PRIVAÇÕES
Quando jovem, os pés serviam como locomotivas, o coração como vagão que carregava os mais intensos desejos dos amores proibidos.
Freada por uma força oposta, sempre arrumava um Jeito de desprender da alavanca que prendia sua força motriz.
Há pouco tempo, os pés que conduziram-na aos mais diferentes e surpreendentes lugares, mais pareciam âncora, submetendo-a: Á prisão, ao carcere, á loucura.
Embora lúcida, passava o dia com o rosto enquadrado á janela: do quarto, da sala, ou de outro cômodo qualquer.
Via a vida saindo aos poucos de si; As amigas de infância, uma a uma era levada a contra gosto pela maldita.
Durante o dia uma acompanhante fazia os serviços domésticos; Á noite uma vizinha se encarregava de dá uma olhadinha; Os filhos a visitava com frequência.

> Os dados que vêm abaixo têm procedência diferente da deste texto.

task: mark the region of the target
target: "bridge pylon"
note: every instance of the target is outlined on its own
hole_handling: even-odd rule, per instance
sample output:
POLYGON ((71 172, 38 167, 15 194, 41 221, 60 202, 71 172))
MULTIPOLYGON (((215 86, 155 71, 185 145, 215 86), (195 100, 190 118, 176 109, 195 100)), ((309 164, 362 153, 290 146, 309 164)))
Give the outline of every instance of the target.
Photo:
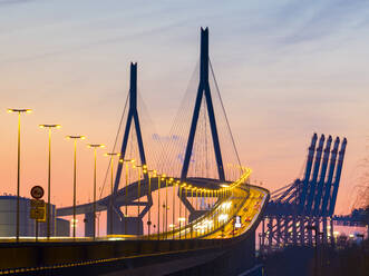
MULTIPOLYGON (((119 190, 119 183, 122 177, 122 171, 124 168, 125 162, 130 161, 126 160, 126 150, 128 145, 128 138, 130 128, 135 127, 136 136, 137 136, 137 146, 138 146, 138 152, 139 152, 139 159, 140 159, 140 166, 146 166, 146 155, 145 155, 145 148, 144 148, 144 141, 143 141, 143 135, 140 130, 140 121, 139 116, 137 111, 137 63, 132 62, 130 63, 130 81, 129 81, 129 106, 128 106, 128 115, 127 115, 127 121, 125 126, 125 131, 123 136, 123 142, 120 147, 120 161, 118 162, 117 172, 115 177, 114 183, 114 190, 113 195, 113 215, 109 214, 109 208, 107 210, 107 233, 111 234, 143 234, 143 217, 148 211, 148 209, 153 205, 153 198, 152 195, 147 195, 147 203, 138 217, 128 217, 126 214, 123 214, 120 210, 120 204, 118 205, 116 203, 116 197, 118 193, 127 193, 127 189, 119 190), (113 218, 113 229, 110 229, 110 221, 109 219, 113 218), (139 225, 139 227, 137 227, 139 225)), ((144 178, 147 179, 147 174, 144 174, 144 178)), ((125 206, 129 206, 132 203, 125 201, 125 206)), ((134 204, 133 204, 134 205, 134 204)))
MULTIPOLYGON (((214 106, 212 100, 212 92, 210 88, 208 82, 208 28, 201 28, 201 47, 200 47, 200 82, 197 88, 197 95, 196 95, 196 101, 194 107, 194 112, 191 121, 191 128, 187 139, 187 146, 185 150, 184 161, 182 166, 181 171, 181 180, 185 181, 188 174, 188 167, 191 161, 191 156, 194 147, 194 140, 196 135, 196 128, 201 111, 201 105, 203 101, 203 98, 206 102, 207 108, 207 116, 210 121, 210 128, 211 134, 213 138, 213 148, 215 154, 215 160, 216 160, 216 169, 219 174, 219 180, 225 181, 225 174, 224 174, 224 166, 223 166, 223 158, 222 158, 222 151, 221 151, 221 145, 220 145, 220 138, 217 132, 217 126, 216 126, 216 119, 215 119, 215 112, 214 112, 214 106)), ((178 195, 182 203, 185 205, 185 207, 190 211, 190 220, 193 220, 201 216, 204 210, 196 210, 192 204, 187 199, 187 195, 178 195)))

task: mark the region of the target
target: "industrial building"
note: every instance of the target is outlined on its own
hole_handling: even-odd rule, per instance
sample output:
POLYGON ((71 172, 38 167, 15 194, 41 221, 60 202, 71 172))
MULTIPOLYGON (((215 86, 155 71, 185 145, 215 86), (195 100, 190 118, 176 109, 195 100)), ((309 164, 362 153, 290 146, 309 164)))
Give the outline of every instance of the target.
MULTIPOLYGON (((30 218, 31 199, 20 197, 19 200, 19 235, 33 237, 36 221, 30 218)), ((50 233, 51 236, 69 236, 69 221, 55 216, 56 207, 51 205, 50 233)), ((17 231, 17 196, 0 196, 0 237, 14 237, 17 231)), ((38 235, 47 235, 47 224, 38 223, 38 235)))

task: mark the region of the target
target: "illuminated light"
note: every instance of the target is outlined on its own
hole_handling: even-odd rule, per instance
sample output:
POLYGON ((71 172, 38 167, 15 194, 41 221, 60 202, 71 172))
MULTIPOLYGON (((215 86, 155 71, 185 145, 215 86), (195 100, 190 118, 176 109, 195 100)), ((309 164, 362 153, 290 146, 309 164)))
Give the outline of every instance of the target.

Não fosse as privações, nem carinho faltava. Bastava uma visita ou telefonema, e lá estava ela se queixando de excesso de cuidado. A proibição maior veio quando a idosa descuidou, e a panela quente foi ao chão. A partir daí foi tolida de fazer atividades simples, como: Usar o fogão, limpar a geladeira, varrer a casa...
se pelo menos os pés desinchassem, ela poderia passar horas no quintal cuidando das plantas como sempre fazia.
Mas certo dia, aquela senhora de 80 anos de idade acordou danada do juízo, sentou-se em direção a porta dos fundos, avistou o jardim, olhou para os pés, e já foi descendo o batente rumo ao quintal recém abandonado, quando recebeu ordem para retornar. A idosa tomou áquelas palavras e a fez de alavanca, semelhante aquela que a prendia na mocidade quando era proibida pela mãe de sair, virou-se, e soltou:
"A partir de hoje, se a maldita quizer me levar, que me leve, Mas não vou mais permitir que a vida saia aos poucos de mim antes mesmo de a morte chegar". Apoiou-se e saltou.